Simplistically listed in many reviews as Straw Dogs with chavs, the analogy is not as unfair as you might think. Both films deal with the nature of violence and its repercussions, questioning whether meeting violence with violence is a necessary means when threatened or whether, in the end, it simply makes things worse. The difference between Straw Dogs and Eden Lake, however, is that Eden Lake has no shame in following typical genre conventions, complete with impossibly narrow escapes from danger and characters tripping mindlessly over fallen objects.
The thing is, is that Lake deals with a very prominent and real threat in the form of a group of antisocial youths. The instigation of all the horror that follows is the simple act of politely asking them to turn their music down, something as innocuous as anything heard in the British press. How often have we heard the excuse “he just looked at me funny?” and whilst, for a while, the kids have their “fun”, things quickly get out of hand until our protagonists (Kelly Reilly and Michael Fassbender respectively) are literally fleeing for their lives.
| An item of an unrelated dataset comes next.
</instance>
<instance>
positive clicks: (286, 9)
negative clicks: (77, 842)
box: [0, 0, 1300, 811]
What follows is an often unbearably tense game of cat and mouse where capture will most certainly lead to an unpleasant demise. What’s worse is that from an early stage, it’s clear much of the violence will be visited upon children and this in itself is deeply problematic and makes for some seriously uncomfortable viewing. Apart from Brett, most of the kids realise they are in way over their heads and once they start dying there is suddenly a sense of sympathy for them. They are, in actual fact, just kids.
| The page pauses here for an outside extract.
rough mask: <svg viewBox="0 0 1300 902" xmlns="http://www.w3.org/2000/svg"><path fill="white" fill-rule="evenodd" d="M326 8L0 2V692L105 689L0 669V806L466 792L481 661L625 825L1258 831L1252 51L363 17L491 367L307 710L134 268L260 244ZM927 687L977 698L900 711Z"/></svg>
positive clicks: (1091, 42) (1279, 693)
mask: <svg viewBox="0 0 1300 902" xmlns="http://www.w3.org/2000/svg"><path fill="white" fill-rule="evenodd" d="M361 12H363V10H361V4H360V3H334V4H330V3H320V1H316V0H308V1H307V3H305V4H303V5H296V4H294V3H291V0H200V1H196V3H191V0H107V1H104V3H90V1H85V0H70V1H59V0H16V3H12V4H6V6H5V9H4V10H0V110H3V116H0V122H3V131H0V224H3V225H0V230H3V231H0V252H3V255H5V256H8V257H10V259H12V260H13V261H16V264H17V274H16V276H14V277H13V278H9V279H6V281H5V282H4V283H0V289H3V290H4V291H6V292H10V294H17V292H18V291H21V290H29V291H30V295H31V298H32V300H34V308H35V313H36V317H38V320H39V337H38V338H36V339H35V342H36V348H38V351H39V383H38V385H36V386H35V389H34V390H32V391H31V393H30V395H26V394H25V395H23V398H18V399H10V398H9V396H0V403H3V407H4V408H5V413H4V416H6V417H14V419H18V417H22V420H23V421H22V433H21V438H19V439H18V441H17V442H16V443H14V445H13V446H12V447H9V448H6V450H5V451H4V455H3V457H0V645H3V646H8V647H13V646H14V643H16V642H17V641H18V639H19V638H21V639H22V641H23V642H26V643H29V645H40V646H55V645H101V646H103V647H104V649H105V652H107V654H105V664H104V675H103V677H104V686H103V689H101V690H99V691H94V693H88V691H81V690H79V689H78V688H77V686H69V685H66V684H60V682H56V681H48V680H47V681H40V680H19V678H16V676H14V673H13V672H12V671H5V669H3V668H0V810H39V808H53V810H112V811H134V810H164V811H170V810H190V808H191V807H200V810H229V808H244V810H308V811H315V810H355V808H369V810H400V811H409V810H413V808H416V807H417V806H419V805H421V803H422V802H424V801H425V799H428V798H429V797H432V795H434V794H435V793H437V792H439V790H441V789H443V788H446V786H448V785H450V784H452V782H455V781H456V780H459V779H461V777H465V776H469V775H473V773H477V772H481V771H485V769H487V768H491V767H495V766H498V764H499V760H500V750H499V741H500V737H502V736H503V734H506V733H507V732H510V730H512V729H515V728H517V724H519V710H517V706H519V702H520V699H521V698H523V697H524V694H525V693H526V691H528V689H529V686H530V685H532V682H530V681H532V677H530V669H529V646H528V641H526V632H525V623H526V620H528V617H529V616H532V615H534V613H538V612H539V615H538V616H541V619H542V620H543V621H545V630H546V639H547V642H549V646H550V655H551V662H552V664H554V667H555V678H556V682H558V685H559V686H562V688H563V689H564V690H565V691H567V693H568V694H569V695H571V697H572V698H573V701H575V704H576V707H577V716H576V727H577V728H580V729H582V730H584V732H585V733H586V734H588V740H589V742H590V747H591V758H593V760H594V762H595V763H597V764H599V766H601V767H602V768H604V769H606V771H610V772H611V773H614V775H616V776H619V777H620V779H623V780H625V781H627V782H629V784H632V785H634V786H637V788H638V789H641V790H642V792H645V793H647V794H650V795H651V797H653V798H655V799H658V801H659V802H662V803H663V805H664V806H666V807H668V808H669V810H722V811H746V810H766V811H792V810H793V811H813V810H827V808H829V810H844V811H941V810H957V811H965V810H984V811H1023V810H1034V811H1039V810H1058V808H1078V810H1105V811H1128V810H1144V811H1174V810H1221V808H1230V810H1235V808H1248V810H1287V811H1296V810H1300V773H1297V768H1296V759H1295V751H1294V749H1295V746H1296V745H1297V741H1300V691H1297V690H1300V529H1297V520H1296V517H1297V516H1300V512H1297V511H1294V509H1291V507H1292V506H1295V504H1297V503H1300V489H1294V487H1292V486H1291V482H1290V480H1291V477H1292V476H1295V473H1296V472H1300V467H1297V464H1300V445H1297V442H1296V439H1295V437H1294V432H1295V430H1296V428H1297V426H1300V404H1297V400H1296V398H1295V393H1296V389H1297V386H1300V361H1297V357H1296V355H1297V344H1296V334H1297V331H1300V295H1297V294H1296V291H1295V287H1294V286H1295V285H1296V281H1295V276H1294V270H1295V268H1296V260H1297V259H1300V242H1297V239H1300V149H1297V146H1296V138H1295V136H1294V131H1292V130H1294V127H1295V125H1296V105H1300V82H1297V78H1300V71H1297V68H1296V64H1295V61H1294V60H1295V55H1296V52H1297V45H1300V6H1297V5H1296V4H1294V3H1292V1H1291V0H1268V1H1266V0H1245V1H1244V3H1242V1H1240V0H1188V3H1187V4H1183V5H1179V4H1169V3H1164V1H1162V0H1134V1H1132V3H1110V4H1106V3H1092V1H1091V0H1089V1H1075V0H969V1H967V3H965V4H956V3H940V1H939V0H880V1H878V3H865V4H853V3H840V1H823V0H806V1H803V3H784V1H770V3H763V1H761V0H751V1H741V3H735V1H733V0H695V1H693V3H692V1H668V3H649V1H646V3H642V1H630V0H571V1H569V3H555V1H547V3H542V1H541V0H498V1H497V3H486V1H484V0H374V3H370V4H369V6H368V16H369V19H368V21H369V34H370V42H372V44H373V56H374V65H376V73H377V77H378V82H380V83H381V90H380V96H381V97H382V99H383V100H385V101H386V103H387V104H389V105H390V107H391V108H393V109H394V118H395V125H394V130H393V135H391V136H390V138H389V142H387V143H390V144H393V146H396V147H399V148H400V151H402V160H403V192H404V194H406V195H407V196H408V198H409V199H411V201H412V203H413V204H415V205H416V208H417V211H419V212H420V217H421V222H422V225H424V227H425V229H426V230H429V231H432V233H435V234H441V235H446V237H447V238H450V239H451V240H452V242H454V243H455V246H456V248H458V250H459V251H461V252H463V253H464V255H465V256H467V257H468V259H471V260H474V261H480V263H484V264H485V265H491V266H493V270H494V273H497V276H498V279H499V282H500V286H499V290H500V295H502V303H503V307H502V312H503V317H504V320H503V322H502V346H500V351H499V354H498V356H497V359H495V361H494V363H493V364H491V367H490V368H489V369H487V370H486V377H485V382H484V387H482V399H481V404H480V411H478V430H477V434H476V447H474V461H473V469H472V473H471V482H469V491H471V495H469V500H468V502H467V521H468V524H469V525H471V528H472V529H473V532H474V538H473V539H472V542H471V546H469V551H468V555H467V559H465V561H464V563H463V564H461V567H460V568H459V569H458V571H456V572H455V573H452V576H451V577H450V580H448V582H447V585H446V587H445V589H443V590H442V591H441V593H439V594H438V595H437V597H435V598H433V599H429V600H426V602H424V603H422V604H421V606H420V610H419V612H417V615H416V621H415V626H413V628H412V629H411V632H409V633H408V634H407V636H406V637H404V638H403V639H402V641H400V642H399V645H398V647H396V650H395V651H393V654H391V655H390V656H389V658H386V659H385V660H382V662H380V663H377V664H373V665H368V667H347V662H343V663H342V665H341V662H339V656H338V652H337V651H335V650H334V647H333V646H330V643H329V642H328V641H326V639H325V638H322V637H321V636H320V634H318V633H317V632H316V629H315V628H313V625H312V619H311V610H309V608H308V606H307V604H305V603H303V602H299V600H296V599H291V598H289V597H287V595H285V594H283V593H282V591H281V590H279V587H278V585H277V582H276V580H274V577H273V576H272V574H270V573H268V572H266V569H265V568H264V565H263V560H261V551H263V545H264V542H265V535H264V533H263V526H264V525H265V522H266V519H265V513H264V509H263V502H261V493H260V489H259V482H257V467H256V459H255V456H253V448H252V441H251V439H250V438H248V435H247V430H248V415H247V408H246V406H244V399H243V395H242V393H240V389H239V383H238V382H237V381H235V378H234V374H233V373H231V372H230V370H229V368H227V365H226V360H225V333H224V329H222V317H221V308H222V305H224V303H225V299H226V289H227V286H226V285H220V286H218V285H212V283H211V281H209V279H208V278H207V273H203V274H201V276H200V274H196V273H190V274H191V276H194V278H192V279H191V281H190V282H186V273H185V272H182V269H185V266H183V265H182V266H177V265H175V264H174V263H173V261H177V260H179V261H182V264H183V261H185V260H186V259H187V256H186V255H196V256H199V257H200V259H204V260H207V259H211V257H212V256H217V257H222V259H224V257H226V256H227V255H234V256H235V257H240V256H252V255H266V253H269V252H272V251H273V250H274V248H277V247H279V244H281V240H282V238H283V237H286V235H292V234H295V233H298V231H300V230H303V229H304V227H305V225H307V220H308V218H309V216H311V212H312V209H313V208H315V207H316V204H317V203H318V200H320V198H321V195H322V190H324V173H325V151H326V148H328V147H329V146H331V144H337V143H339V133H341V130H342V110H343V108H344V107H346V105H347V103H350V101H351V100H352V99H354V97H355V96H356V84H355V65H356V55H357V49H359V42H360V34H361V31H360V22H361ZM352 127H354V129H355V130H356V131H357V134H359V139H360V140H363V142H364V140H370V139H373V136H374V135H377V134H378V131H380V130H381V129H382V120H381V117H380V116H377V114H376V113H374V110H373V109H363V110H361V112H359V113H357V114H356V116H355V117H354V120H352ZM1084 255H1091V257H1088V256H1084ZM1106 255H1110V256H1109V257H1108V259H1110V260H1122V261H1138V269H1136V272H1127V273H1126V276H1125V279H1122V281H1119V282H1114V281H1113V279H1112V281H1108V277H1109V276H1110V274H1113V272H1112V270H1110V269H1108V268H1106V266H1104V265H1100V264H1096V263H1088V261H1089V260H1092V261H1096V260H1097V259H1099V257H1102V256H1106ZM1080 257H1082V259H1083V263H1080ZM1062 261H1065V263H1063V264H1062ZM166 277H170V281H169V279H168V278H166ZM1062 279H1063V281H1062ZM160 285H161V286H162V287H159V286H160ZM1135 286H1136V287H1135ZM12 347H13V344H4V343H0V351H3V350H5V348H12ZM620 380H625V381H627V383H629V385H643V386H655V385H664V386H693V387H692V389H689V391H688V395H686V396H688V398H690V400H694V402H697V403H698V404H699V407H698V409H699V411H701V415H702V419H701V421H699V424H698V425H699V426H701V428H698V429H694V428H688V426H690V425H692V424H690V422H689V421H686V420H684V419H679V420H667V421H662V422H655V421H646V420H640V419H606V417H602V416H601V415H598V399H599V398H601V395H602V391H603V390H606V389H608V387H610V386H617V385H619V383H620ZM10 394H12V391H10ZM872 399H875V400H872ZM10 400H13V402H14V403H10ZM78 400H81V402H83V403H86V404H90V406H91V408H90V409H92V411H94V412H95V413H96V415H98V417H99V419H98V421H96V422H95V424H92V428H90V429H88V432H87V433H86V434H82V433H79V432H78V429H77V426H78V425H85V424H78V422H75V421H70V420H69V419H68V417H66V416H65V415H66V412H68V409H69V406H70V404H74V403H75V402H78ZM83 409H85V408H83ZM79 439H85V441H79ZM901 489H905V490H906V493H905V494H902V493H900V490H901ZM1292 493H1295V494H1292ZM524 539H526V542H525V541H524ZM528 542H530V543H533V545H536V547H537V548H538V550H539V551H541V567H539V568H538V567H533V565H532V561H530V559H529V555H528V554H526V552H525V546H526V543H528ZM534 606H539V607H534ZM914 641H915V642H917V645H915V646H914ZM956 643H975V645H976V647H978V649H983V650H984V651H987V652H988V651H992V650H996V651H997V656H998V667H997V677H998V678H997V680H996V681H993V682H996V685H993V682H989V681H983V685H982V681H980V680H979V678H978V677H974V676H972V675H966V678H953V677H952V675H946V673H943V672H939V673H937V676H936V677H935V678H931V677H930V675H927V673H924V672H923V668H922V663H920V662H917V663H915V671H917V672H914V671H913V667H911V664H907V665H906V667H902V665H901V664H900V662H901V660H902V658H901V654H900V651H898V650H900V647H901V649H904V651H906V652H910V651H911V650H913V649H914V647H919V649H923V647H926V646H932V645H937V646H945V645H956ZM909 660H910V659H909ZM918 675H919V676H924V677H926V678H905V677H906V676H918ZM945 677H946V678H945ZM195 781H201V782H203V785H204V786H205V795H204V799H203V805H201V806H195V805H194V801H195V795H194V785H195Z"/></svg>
Eden Lake is a film that is impossible to like and sets out, from the start, to challenge and abuse you. Unless you have a hide of steel, it will succeed admirably. Empire stated in their review: “you don’t watch it, you survive it” and, surprisingly, the Daily Mail gave a full five stars calling it "the most socially relevant horror film in years". It’s ending is audacious in its flat out refusal to relinquish its hold and delivers one of the harshest and darkest endings of any film in years (beaten only by Frank Darabont’s The Mist in 2007) and, I assure you, you will not want to watch it again for a very long time.
And all because Fassbender asked them to turn their sodding music down.